Andrew Miller, the chief executive of Guardian Media Group, added that there was "much work to be done" but that the newspapers had seen a 16.3% improvement in digital revenues to £45.7m. Of that total, digital advertising was up by 26% to £14.7m, with other digital revenues stemming from services such as Soulmates dating.
The publisher said that with the help of its free newspaper websites, the number two on Fleet Street after Mail Online, Guardian News & Media reaches 5.8 million people a week via print and digital, 300,000 more than the Times titles. A further 17,000 people pay for the Guardian's £9.99 a month iPad app, while an unspecified number pay for the Kindle equivalent.
The Guardian sold 211,511 copies a day in June, the last month for which figures are available, down 10.7% on the year on a like-for-like basis, while the Observer sold 243,946, a reduction of 10%. Print advertising shrunk 4%, reflecting what Miller described as a "tough market", at £43.7m.
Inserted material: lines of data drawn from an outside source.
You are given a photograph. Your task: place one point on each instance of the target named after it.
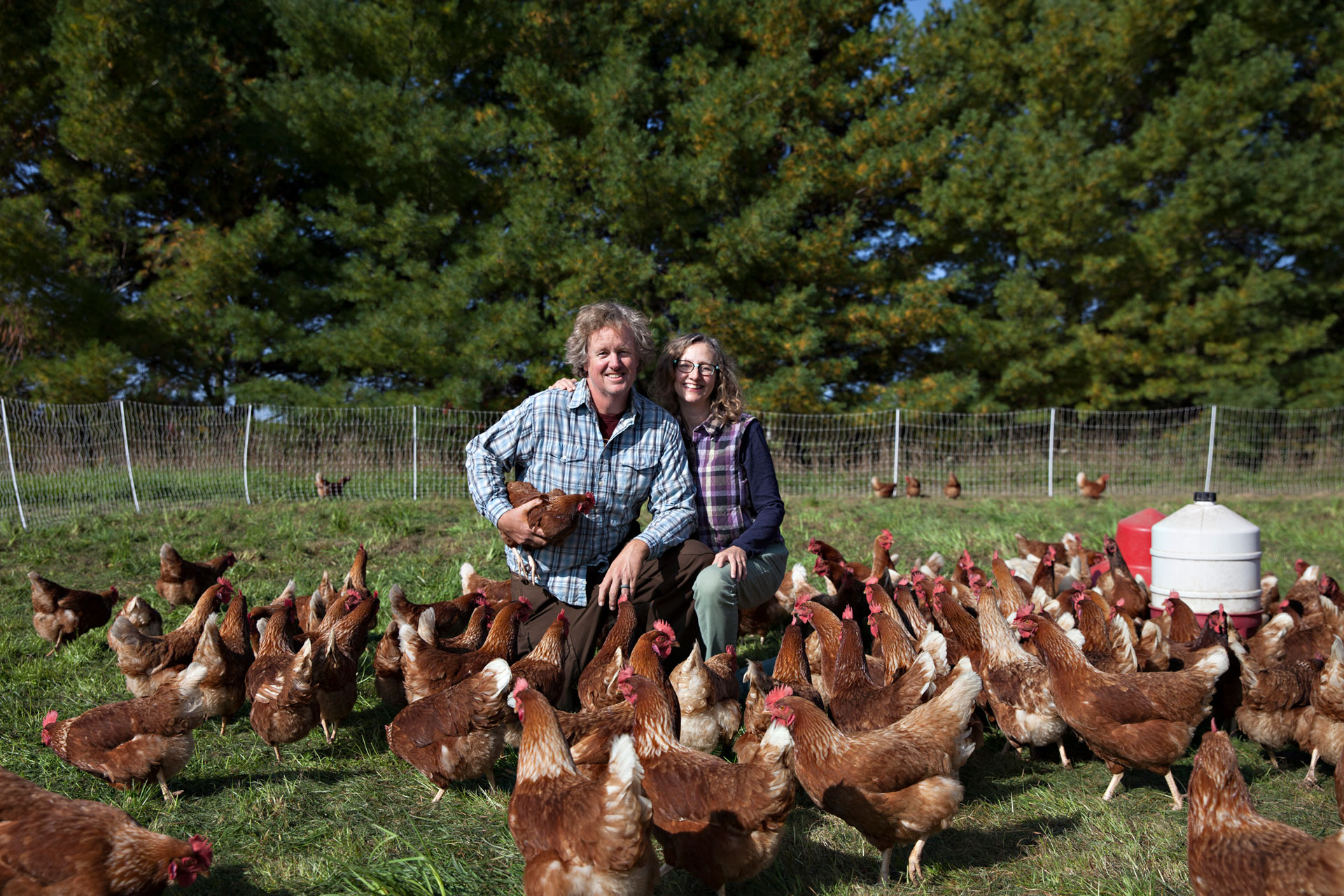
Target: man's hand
(515, 528)
(736, 558)
(624, 571)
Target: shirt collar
(581, 398)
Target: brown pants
(662, 592)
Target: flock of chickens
(873, 720)
(952, 488)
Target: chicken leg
(163, 785)
(1176, 797)
(913, 871)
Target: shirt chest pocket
(564, 466)
(635, 476)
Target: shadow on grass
(218, 783)
(232, 880)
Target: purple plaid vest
(722, 500)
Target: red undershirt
(606, 422)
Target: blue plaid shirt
(553, 441)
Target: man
(608, 440)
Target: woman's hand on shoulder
(736, 559)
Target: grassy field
(353, 818)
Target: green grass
(353, 818)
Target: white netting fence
(76, 458)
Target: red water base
(1245, 622)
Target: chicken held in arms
(556, 516)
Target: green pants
(718, 597)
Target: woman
(738, 504)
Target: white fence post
(4, 416)
(246, 442)
(1209, 466)
(895, 450)
(125, 442)
(1050, 464)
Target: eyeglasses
(706, 370)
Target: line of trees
(1009, 203)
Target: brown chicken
(589, 732)
(150, 662)
(1327, 718)
(50, 844)
(337, 649)
(387, 666)
(1234, 850)
(134, 741)
(792, 671)
(708, 701)
(280, 682)
(429, 669)
(553, 809)
(458, 732)
(543, 668)
(1177, 621)
(1126, 594)
(226, 652)
(449, 615)
(1091, 489)
(1138, 720)
(143, 615)
(1277, 704)
(64, 614)
(496, 592)
(895, 785)
(182, 580)
(721, 821)
(857, 703)
(330, 488)
(596, 680)
(952, 488)
(1018, 682)
(555, 517)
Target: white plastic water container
(1210, 555)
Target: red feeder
(1135, 536)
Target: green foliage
(320, 203)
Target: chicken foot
(913, 871)
(1310, 770)
(163, 785)
(1176, 797)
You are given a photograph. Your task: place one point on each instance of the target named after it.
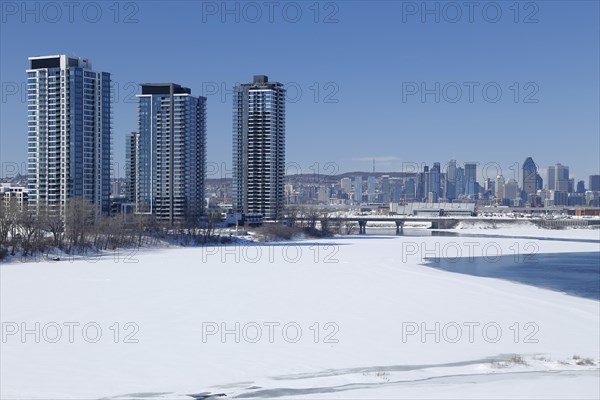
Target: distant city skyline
(332, 71)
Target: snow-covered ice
(361, 303)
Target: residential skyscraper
(434, 180)
(471, 187)
(530, 177)
(170, 160)
(460, 181)
(558, 177)
(500, 193)
(451, 180)
(371, 183)
(346, 185)
(594, 183)
(132, 143)
(358, 188)
(69, 133)
(259, 147)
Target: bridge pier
(399, 226)
(362, 227)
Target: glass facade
(259, 148)
(69, 133)
(171, 153)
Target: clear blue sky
(364, 55)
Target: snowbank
(350, 317)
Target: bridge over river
(452, 222)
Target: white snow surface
(369, 290)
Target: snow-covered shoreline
(374, 323)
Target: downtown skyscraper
(69, 133)
(259, 148)
(167, 156)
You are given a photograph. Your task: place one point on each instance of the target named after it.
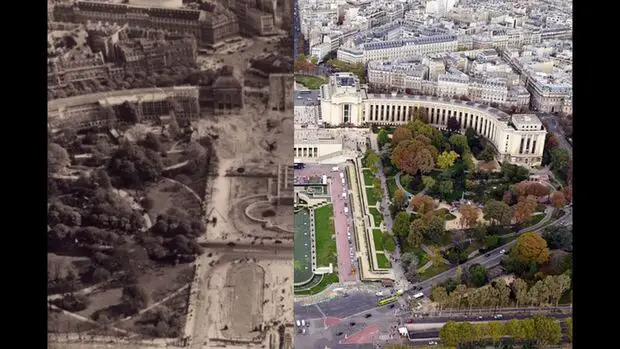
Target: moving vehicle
(388, 300)
(418, 295)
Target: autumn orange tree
(414, 155)
(557, 199)
(469, 216)
(422, 204)
(530, 247)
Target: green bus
(388, 300)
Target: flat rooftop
(306, 98)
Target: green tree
(399, 200)
(459, 143)
(439, 294)
(514, 328)
(446, 159)
(559, 159)
(519, 288)
(450, 334)
(547, 331)
(478, 275)
(446, 187)
(413, 156)
(497, 212)
(401, 224)
(504, 293)
(405, 180)
(569, 328)
(530, 247)
(382, 138)
(402, 133)
(529, 329)
(376, 187)
(428, 182)
(416, 232)
(434, 229)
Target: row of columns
(306, 152)
(438, 116)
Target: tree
(446, 187)
(413, 156)
(399, 200)
(416, 230)
(559, 159)
(514, 328)
(469, 216)
(372, 159)
(151, 141)
(401, 224)
(57, 158)
(405, 180)
(459, 143)
(524, 209)
(507, 197)
(559, 237)
(446, 159)
(547, 331)
(402, 133)
(450, 334)
(487, 154)
(530, 247)
(422, 204)
(453, 124)
(434, 229)
(496, 331)
(132, 165)
(135, 298)
(428, 182)
(497, 212)
(557, 199)
(439, 294)
(478, 275)
(382, 138)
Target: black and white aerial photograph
(170, 174)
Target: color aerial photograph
(170, 174)
(433, 174)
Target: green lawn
(382, 261)
(368, 177)
(377, 237)
(378, 217)
(433, 270)
(311, 82)
(325, 243)
(372, 198)
(326, 281)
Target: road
(333, 331)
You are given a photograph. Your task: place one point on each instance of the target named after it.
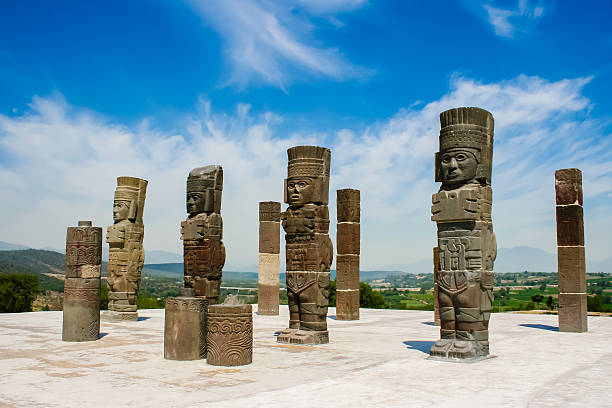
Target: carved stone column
(81, 316)
(570, 251)
(126, 253)
(466, 242)
(269, 258)
(347, 261)
(230, 335)
(185, 327)
(309, 251)
(202, 232)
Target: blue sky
(92, 91)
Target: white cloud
(59, 164)
(507, 22)
(268, 41)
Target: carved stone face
(300, 190)
(196, 202)
(458, 166)
(121, 210)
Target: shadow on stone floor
(421, 345)
(540, 326)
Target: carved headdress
(207, 180)
(311, 162)
(469, 129)
(132, 190)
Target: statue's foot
(440, 349)
(295, 336)
(468, 350)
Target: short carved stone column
(81, 316)
(185, 327)
(269, 258)
(230, 335)
(347, 262)
(570, 251)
However, the historic high cost base relative to sales, coupled with the need for digital investments meant GNM operating losses before exceptional items and amortisation hit £44.2m compared with £31.1m a year ago. Executives said 2011/12 is intended to represent a high water mark for losses at the beginning of a five-year transformation plan that aims to bring the newspapers' losses down to a sustainable level. The cost of the exceptionals and amortisation were not spelled out but the figure contains a contribution to corporate overheads and software write-offs."